Aktionsplan für Jugendliche Synergieeffekte mit dem Aktionsplan „Queer leben“ erhofft!
Das Bundeskabinett hat heute den Nationalen Aktionsplan „Neue Chancen für Kinder in Deutschland“ beschlossen. Ziel des Aktionsplans ist es, bis zum Jahr 2030 benachteiligten Kindern und Jugendlichen Zugang zu hochwertiger frühkindlicher Betreuung, Bildung, Gesundheitsversorgung, Ernährung und Wohnraum zu gewährleisten.
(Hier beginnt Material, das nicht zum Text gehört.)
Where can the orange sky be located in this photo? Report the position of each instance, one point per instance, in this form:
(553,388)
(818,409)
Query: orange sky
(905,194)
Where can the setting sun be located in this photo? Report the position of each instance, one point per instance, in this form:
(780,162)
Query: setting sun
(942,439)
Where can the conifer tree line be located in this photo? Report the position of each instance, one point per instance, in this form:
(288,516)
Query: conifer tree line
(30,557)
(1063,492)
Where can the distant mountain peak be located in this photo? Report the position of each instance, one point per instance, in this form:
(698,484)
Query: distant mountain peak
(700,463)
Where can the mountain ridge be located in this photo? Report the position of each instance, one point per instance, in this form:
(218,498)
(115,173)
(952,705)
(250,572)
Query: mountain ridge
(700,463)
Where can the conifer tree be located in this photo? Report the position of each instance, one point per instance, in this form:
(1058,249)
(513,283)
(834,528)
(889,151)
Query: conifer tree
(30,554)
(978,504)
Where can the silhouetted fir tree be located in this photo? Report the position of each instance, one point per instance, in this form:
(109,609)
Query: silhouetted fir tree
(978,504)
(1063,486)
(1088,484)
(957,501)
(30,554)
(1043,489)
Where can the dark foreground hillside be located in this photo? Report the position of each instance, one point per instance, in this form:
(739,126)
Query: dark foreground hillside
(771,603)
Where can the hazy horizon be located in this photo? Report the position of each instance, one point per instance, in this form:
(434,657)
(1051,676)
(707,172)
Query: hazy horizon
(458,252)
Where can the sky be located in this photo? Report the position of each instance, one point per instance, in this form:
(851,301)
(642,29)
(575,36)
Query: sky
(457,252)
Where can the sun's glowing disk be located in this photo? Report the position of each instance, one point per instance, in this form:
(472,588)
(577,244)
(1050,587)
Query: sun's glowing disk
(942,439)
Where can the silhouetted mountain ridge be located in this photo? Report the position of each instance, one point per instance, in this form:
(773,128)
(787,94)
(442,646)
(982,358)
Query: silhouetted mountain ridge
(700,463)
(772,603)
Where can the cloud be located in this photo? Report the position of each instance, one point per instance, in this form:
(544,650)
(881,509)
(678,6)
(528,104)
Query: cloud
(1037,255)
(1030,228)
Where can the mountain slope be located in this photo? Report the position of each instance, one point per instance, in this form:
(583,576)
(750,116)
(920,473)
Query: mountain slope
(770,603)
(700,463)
LGBTI*-Verbände hoffen, dass das auch gerade homosexuellen und queeren Kindern und Jugendlichen eine Hilfestellung sein kann – hier stiegen in den letzten Jahren die Fälle von Depressionen laut Beratungseinrichtungen wie dem anyway Köln massiv an.
Selbstbestimmtes Leben für Jugendliche
Bundesfamilienministerin Lisa Paus zeigte sich erfreut über den heutigen Beschluss und erklärte: „Wir wollen sicherstellen, dass alle jungen Menschen ein selbstbestimmtes und eigenständiges Leben führen können – unabhängig von den finanziellen Möglichkeiten ihrer Eltern. Mit dem Nationalen Aktionsplan arbeiten wir daran, allen von Armut und sozialer Ausgrenzung betroffenen Kindern und Jugendlichen gerechte Chancen zu garantieren. Gemeinsam mit Ländern, Kommunen und der Zivilgesellschaft fokussieren wir uns auf die Bereiche Betreuung, Bildung, Gesundheitsversorgung, Ernährung und Wohnraum.“
Hier könnte es durchaus auch zu Synergieeffekten mit dem bereits beschlossenen Nationalen Aktionsplan „Queer leben“ geben – ein Schwerpunkt hierbei ist auch eine bessere Bildung an Schulen zum Thema LGBTI* und mehr Akzeptanz für homosexuelle und queere Jugendliche an den Schulen.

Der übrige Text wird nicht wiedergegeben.